With this new army in the background, Stalin and the Soviet leaders still had to confront an increasingly dangerous world situation. The most important consequences of the new situation created by Hitler and his allies were the new policies enunciated at Geneva by Litvinov and also a sharp turn in the strategy of the Comintern. At the Seventh Comintern Conference in 1935 the Bulgarian Communist leader Georgii Dimitrov announced the new policy: the Popular Front. The new policy abandoned the attacks on the Socialists as agents of the ruling class and the orientation toward revolution, putting in its place the demand for Communists to make an alliance with the Socialists and indeed any group opposed to fascism for the purpose of preventing the extension of fascist power. At the same time the Soviet state began to try to form alliances with Western powers, signing mutual aid pacts with France and Czechoslovakia in May of 1935. Soviet relations with Britain, however, remained poor, and Hitler was on the march: in 1936 he remilitarized the Rhineland to thundering silence from London and Paris. A few months later the Civil War broke out in Spain with General Francisco Franco’s revolt against the Republic, now governed by a popular front elected by the people. Soviet reaction was initially cautious, as they feared that overt aid to the Republic would provoke intervention by the Western powers on the side of the monarchist-fascist rebels. Hitler and Mussolini soon solved that problem, for their supplies of troops and munitions gave the Soviets an opening. Stalin also sent tanks, aircraft, and many officers to Spain through the dangerous waters of the Mediterranean. In Spain, Stalin and the Comintern followed the popular front strategy, the Spanish Communists being instructed that they were not to make revolution but to continue to ally with the Socialists and Liberals to support the Republic. The Spanish situation revealed the limits of that strategy, for Stalin also wanted the Communists to control things as much as possible and insisted on eliminating the Trotskyists and Anarchists, powerful especially in Barcelona. In the long run, neither the Popular Front strategy nor Soviet aid and interference made much difference. The Spanish Republic succumbed to brute force and was extinguished by the end of 1938.

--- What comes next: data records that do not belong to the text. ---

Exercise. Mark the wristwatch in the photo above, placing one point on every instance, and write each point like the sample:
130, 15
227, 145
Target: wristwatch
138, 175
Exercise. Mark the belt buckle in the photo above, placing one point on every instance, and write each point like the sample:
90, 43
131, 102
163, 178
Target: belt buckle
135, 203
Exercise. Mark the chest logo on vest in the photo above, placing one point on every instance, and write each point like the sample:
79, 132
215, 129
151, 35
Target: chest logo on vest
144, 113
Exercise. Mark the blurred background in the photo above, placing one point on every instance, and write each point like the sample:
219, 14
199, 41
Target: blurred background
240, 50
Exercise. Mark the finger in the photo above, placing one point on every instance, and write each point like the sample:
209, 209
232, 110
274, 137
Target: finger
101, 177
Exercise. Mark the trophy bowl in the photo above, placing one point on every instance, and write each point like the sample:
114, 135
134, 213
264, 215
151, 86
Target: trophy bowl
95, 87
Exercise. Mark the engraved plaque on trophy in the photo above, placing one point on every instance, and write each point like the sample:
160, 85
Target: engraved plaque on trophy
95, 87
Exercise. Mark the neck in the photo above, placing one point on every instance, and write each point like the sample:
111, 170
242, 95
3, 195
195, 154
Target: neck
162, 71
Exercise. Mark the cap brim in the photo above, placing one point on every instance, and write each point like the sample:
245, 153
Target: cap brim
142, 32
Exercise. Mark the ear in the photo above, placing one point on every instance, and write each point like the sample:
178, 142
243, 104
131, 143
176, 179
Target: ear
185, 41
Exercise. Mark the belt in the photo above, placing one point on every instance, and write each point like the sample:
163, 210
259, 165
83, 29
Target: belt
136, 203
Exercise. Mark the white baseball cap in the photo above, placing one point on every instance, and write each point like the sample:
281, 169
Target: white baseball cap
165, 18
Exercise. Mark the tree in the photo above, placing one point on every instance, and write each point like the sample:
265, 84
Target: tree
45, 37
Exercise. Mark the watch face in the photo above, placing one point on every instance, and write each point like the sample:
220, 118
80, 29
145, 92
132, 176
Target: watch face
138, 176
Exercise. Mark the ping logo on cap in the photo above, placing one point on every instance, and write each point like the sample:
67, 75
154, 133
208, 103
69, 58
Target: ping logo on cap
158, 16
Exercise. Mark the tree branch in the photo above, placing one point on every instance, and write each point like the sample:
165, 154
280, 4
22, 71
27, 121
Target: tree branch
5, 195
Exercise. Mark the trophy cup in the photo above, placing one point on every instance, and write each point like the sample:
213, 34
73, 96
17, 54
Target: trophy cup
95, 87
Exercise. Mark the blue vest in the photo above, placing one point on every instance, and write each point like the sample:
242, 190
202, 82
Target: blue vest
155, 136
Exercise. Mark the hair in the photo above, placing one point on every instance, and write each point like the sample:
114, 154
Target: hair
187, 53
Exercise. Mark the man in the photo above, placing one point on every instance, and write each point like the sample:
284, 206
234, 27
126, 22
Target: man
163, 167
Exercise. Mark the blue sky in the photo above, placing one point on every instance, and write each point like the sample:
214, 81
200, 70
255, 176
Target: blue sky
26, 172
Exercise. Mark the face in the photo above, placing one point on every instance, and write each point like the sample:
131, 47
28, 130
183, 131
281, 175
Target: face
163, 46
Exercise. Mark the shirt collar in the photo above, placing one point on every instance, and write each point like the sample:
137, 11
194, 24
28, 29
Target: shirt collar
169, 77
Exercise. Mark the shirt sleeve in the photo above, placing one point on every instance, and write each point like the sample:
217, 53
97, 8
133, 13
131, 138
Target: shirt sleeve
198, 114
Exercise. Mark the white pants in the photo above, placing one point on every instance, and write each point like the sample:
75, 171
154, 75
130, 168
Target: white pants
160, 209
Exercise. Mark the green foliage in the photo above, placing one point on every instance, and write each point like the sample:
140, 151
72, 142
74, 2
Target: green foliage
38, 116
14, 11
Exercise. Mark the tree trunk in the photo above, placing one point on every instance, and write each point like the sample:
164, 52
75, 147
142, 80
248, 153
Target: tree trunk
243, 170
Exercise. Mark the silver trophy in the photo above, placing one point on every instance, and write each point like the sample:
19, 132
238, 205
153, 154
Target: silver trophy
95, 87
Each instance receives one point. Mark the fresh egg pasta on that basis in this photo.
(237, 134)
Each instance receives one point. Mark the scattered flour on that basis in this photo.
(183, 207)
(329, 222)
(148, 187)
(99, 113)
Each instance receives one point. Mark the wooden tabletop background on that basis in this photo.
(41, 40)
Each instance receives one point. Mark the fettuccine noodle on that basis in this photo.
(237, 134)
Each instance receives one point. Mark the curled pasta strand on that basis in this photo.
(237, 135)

The defeat of the Republic only increased the danger for the USSR. The lack of enthusiasm on the part of Western powers for the Spanish Republic only revealed – in Stalin’s mind – the increasing chances of his nightmare scenario, a four-power pact that included Britain, France, Germany, and Italy, which would be directed against the Soviet Union. And Hitler continued to move. In 1936–37 Germany, Japan, and Italy signed the “Anti-Comintern Pact,” forming the alliance that came to known as the Axis. In 1938, Hitler annexed Austria, again causing no reaction from Britain and France, and soon began to make demands on Czechoslovakia, the only power in Eastern Europe with a substantial and modern armed force. For the Soviets as well as Europe as a whole, this was a crisis.

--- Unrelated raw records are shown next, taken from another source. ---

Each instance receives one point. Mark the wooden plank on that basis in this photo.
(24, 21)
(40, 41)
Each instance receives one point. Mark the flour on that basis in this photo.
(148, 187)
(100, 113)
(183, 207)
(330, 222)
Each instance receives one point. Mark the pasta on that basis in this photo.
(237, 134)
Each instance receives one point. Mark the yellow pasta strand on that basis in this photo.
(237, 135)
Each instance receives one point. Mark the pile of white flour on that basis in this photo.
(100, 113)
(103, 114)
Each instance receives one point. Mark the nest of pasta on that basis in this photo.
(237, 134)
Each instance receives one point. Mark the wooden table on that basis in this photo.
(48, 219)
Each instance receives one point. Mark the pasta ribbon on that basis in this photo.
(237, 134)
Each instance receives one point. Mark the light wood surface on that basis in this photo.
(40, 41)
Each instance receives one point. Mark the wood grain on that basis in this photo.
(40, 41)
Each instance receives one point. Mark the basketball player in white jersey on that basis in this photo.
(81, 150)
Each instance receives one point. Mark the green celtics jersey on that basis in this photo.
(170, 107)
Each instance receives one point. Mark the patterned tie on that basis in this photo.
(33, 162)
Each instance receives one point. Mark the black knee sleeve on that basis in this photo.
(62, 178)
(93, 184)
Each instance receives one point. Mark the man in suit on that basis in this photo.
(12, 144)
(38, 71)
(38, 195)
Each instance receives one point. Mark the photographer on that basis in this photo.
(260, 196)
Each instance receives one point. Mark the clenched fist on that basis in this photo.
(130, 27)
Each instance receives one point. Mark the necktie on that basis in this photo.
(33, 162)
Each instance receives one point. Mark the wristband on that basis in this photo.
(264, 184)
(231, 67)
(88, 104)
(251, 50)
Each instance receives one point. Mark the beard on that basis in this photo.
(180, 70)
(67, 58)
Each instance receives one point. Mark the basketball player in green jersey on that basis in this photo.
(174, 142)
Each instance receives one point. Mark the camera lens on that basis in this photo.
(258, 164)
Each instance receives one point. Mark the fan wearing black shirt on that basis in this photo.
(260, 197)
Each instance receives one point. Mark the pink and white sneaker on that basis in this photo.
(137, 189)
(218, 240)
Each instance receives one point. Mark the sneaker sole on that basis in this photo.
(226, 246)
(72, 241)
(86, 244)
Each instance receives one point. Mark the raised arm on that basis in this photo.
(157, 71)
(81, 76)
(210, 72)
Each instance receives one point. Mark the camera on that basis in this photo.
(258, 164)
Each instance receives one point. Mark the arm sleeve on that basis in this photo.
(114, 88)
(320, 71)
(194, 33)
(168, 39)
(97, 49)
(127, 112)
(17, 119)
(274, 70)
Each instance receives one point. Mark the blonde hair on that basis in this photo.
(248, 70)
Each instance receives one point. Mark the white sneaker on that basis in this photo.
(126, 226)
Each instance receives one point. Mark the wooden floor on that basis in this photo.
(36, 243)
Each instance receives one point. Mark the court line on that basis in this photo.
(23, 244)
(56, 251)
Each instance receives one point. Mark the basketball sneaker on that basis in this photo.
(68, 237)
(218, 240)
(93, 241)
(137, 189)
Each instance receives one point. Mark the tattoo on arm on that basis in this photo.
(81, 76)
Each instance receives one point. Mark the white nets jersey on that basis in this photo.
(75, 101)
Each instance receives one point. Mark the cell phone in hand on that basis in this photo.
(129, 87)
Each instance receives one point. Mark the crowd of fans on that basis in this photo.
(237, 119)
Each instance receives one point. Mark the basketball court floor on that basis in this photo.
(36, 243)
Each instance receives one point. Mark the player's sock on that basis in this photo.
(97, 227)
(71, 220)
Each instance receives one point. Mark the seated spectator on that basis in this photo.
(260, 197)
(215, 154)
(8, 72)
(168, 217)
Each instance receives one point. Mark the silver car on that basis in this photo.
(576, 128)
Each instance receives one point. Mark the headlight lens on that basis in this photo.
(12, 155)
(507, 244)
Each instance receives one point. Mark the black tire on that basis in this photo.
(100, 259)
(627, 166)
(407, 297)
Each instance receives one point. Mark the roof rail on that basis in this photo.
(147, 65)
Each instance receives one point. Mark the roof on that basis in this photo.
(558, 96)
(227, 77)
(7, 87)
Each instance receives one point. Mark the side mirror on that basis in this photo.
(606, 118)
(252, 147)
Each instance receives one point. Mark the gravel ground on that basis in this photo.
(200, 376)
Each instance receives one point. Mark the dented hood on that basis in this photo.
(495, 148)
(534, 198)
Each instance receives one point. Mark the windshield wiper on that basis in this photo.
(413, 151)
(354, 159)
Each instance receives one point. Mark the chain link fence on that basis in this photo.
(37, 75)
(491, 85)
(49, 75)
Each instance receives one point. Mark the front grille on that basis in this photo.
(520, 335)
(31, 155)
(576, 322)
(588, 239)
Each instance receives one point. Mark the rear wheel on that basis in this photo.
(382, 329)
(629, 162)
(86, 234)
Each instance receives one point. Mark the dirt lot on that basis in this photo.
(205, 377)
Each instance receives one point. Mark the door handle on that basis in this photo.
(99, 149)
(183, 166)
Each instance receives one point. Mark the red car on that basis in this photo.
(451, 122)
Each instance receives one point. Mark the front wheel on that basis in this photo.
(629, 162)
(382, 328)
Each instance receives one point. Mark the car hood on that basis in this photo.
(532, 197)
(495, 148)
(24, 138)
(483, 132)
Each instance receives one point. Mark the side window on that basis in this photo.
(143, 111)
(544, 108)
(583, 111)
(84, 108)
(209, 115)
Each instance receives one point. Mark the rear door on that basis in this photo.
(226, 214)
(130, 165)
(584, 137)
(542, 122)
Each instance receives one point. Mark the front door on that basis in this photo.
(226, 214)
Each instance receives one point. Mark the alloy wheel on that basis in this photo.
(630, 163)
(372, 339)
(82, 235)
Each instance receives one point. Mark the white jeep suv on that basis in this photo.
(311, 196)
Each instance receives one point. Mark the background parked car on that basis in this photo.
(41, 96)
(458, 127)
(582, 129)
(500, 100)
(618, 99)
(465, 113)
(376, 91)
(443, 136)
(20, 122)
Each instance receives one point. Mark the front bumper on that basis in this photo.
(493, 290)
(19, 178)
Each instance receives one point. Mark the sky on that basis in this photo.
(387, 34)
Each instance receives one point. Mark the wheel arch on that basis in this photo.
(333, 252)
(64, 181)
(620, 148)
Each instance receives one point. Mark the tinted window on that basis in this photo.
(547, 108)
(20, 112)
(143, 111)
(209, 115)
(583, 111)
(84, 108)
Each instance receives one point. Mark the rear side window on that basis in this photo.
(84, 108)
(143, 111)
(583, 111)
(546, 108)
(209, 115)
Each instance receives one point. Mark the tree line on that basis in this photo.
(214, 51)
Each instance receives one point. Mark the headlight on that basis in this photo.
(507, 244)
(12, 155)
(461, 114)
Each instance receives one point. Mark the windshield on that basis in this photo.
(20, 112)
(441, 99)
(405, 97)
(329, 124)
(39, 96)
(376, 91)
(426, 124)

Soviet actions were stymied by two factors. One was the generally pro-German policy of Poland, which controlled the corridors through which any Soviet aid to Czechoslovakia had to pass. The other factor was the suspicion on the part of the Western powers, especially Britain – both of the Soviet Union in general and the capacities of the Red Army in particular. The Soviet mutual assistance pacts with France and Czechoslovakia hinged on cooperation, which was not forthcoming from Paris. In the days leading up to the final crisis at Munich, the Soviets did actually begin to mobilize the Red Army in secret, but all was in vain. Chamberlain surrendered the Czechs to Hitler in what from the Soviet point of view was a four-power pact. Such a pact, in their view, must be directed against the Soviet Union.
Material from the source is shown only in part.